- Outfielder
- Born: March 14, 1914 Richburg, South Carolina, U.S.
- Died: March 13, 1975 (aged 60) San Jose, California, U.S.
- Batted: RightThrew: Right

MLB debut
- September 16, 1935, for the Washington Senators

Last MLB appearance
- July 22, 1943, for the Washington Senators

MLB statistics
- Batting average: .179
- Home runs: 1
- Runs batted in: 2
- Stats at Baseball Reference

Teams
- Washington Senators (1935, 1943);

= Red Marion =

American baseball player (1914–1975)

John Wyeth "Red" Marion (March 14, 1914 – March 13, 1975) was briefly an outfielder in American Major League Baseball and a longtime manager at the minor league level. A native of Richburg, South Carolina, he was the older brother of Marty Marion, the longtime star shortstop of the St. Louis Cardinals and former big league skipper.

While Marty played 13 years in the Major Leagues, Red Marion played in only 18 big-league games — four in 1935 and the remainder in 1943 — all for the Washington Senators. A right-handed batter and thrower, he collected five hits in 26 at-bats, for a .179 batting average. He had one double, one home run and two runs batted in.

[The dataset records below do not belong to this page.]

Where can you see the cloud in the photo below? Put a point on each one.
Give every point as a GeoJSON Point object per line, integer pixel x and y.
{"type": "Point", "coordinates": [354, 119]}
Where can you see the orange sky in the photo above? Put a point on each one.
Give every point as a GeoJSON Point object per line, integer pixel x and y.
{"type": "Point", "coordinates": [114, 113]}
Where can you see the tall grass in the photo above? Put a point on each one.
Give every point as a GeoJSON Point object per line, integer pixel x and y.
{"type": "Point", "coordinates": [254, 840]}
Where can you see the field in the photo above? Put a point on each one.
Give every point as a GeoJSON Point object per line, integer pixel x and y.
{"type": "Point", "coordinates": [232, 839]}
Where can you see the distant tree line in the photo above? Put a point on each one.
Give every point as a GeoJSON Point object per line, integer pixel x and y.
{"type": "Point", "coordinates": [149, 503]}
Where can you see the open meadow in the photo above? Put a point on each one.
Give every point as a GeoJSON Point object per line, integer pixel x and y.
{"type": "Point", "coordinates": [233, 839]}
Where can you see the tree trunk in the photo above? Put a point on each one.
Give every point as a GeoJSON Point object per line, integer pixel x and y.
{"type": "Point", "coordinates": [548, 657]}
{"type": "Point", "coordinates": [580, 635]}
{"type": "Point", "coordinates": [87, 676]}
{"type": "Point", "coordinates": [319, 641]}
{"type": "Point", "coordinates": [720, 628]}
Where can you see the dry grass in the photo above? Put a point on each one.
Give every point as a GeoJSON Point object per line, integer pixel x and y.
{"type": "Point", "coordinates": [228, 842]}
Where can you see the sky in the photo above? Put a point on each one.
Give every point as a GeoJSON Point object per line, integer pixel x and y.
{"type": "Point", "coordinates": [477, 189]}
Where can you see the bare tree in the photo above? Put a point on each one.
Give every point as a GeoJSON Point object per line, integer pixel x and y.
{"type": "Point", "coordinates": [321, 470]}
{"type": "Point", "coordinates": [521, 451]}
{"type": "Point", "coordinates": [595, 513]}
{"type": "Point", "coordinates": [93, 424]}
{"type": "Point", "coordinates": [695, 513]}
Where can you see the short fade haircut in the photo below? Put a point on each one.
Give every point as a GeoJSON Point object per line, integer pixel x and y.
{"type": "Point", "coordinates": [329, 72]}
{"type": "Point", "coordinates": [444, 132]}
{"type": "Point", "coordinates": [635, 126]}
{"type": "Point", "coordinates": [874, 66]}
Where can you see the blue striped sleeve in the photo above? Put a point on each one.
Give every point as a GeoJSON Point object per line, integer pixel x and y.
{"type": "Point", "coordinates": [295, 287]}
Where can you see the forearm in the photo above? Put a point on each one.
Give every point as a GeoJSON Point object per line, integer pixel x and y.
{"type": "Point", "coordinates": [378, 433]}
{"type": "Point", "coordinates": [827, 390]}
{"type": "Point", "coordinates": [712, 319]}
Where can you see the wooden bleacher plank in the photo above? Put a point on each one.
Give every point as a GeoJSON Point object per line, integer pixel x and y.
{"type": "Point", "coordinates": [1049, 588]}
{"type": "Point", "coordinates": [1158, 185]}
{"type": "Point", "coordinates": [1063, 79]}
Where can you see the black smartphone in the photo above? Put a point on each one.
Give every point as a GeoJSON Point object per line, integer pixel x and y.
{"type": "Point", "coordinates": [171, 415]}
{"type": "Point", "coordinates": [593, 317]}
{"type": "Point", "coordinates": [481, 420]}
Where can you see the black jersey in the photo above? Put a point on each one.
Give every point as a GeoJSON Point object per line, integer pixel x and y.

But he would spend 19 seasons as a manager at the minor league level, beginning in 1940 with the Newport Canners of the Class D Appalachian League. He spent ten years (1946–55) as a pilot in the Boston Red Sox organization, beginning with the Oneonta Red Sox of the Class C Canadian–American League and ending with the Triple-A Louisville Colonels of the American Association. In 1956 he remained at the Louisville helm for a final half-season, even though the Red Sox no longer sponsored the Colonels. He also managed in the farm systems of the Senators and Los Angeles Angels, before retiring after the 1963 campaign.

His career minor league managing record was 1,352 victories and 1,224 defeats, a winning percentage of .525.

In 1975, Red Marion died the day before his 61st birthday in San Jose, California, where he had managed Red Sox and Angels farm teams in the 1950s and 1960s.